We're a nation of animal lovers. We spend billions of dollars on our pets and call the animals in our homes members of our families. Throughout our country's history, we've enacted laws in every state criminalizing certain acts of cruelty, devoted resources to tackling animal fighting, risked our lives rescuing animals during disasters, and created thousands of animal protection charities for the purpose of alleviating animal suffering.
It's with this desire to protect animals from abuse in mind that we can address a modern-day hidden injustice. It's an injustice that when exposed, would repulse virtually all Americans. Quite simply, it's how animals in our food systems are abused.
The images of Old MacDonald's Farm may bring us warm thoughts of happy animals living on pasture, being cared for by a noble family farmer. Sadly, since World War II, this scenario has become more of a fairy tale than reality. The majority of our meat and eggs now come from massive windowless factory-like sheds. Farmers' pride in animal husbandry has been replaced with agricultural systems treating animals as if they were machines in an assembly line.
This movement within agriculture to de-animalize the animals comes at a time when we're learning some fascinating facts about these creatures. As a prime example, chickens have gotten a bad rap over the years. I'm a guilty as the next person of taunting, in my childhood, friends with the word "chicken." Perhaps "bok, bok!" came out of my mouth more than once. How can we empathize with these animals when we use their very name in such a mocking way?
Fortunately for our feathered friends, we're now learning thought-provoking things about these long-derided animals. Scientists have found that chicks even just a few days old are capable of counting up to ten. As they get older they develop different warning calls to their flock depending on whether the threat is coming from above--like a hawk--or on the ground--like a fox. And perhaps not so different from some human men, male chickens show preferential treatment to females, eagerly announcing morsels of food they've located to any hens in the vicinity, while staying silent about food found with only male chickens around. Talk about smooth players!
While things are looking up for these birds as our knowledge about their personalities and cognitive abilities grows, our treatment of them leaves much to be desired. In egg production, more than nine out of 10 chickens in the United States are confined in cages so small they can't even spread their wings. Each bird is provided less space than an iPad to live on for her entire life.
Chickens raised for meat in today's factory farms don't fare much better. They're confined inside giant sheds, packed by the thousands, forced to live on top of their own feces. In most cases, the buildings are cleaned infrequently, leaving the birds to live on the waste of generations of birds who preceded them.
Through genetic manipulation, a chick now grows into a mature chicken in just six weeks. The fact that chicken meat comes from baby chickens is not one that the meat industry talks about. The enormous physiological strain sometimes leads to deformed bones and torn tendons, and chicks sometimes even suffer heart attacks during their first few weeks of life-- an unheard of condition in baby animals in the natural world.
Another animal who feels the brunt of industrial animal agriculture is the pig. Like chickens, pigs haven't exactly been lionized in our society. Living in a "pig sty" or being called a "sow" is far from a compliment.

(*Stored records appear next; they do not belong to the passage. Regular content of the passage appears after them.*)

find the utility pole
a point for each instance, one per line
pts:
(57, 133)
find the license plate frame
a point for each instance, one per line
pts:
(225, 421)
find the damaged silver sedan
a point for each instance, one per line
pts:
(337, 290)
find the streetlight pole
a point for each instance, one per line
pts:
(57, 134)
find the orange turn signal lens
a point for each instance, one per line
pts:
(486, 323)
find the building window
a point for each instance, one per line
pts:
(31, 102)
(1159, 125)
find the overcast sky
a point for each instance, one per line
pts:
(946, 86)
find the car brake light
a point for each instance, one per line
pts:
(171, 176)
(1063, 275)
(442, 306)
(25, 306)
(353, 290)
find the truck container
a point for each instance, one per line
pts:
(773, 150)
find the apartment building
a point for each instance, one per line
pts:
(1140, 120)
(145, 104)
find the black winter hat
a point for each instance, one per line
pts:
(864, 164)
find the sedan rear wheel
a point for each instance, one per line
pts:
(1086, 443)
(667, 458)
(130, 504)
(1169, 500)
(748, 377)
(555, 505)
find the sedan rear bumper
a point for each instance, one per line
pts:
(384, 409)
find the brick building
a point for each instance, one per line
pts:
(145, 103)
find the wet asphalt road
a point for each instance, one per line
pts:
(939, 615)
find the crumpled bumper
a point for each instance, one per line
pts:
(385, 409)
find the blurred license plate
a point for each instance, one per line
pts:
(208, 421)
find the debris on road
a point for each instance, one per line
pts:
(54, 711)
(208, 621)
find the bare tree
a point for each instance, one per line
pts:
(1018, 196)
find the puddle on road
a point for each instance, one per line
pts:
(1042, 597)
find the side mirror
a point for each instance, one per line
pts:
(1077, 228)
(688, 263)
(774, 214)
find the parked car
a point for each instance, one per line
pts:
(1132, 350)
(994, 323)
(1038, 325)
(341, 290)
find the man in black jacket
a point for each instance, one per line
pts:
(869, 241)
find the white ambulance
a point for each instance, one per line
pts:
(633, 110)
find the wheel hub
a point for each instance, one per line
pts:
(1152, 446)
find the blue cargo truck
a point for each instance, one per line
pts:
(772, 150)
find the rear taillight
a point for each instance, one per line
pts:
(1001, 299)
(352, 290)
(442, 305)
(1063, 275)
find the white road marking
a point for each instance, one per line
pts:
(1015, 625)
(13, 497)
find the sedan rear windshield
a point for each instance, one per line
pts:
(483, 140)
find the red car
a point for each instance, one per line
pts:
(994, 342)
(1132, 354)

However, a new-found respect is accumulating for these misunderstood animals. Scientists have discovered that they're one of the smartest around. In video game tests between pigs and chimpanzees, pigs usually win. (If you're wondering, they use their mouths to control the joysticks.) And like the animals we're most familiar with, they enjoy playing with toys like balls, and use ropes to battle in tug-of-war. They respond to names they've been given and come when they are called.
Sadly, rather than acknowledging the mental acuity of pigs, the pork industry has moved in the other direction and treats them as if they were inanimate objects, "machines" as one pork industry article called them.
The sows known in the pork industry as "breeders" suffer the most appalling treatment. Confined for most of their lives in small cages called "gestation crates," the animals can't even turn around because these cages are barely larger than the pigs' own bodies. The cages seem more like medieval torture devices than animal housing equipment.
In America's meat and egg industries, it's usually the mothers and babies who are most exploited. Whether it's the egg-laying hens and breeding sows, when we take a moment to examine the situation, it's clear that there's something wrong here.
With that notion, more of us are making choices that have these animals in mind when we go food shopping for our families or sit down for a meal. Whether we take part in Meatless Mondays or the Vegan Before 6 diet recommended by New York Times food editor Mark Bittman, Americans are eating far fewer animals than we did just seven years ago. It seems that eating preferences like the Three Rs ("reducing" or "replacing" consumption of animal products, while "refining" our diets by switching to products from sources that adhere to higher animal welfare standards) are becoming more popular than ever.
To achieve historic social landmarks in the past, honorable Americans rallied, boycotted and some even paid the ultimate price with their lives. We don't need to make such sacrifices to help stop institutionalized cruelty to animals. When it comes to standing up for the caged hen who's trying her hardest to spread her wings inside her tiny cage, or the breeding sow still fighting against the bars of her cage to turn around, one of the most powerful tools we can wield is our fork.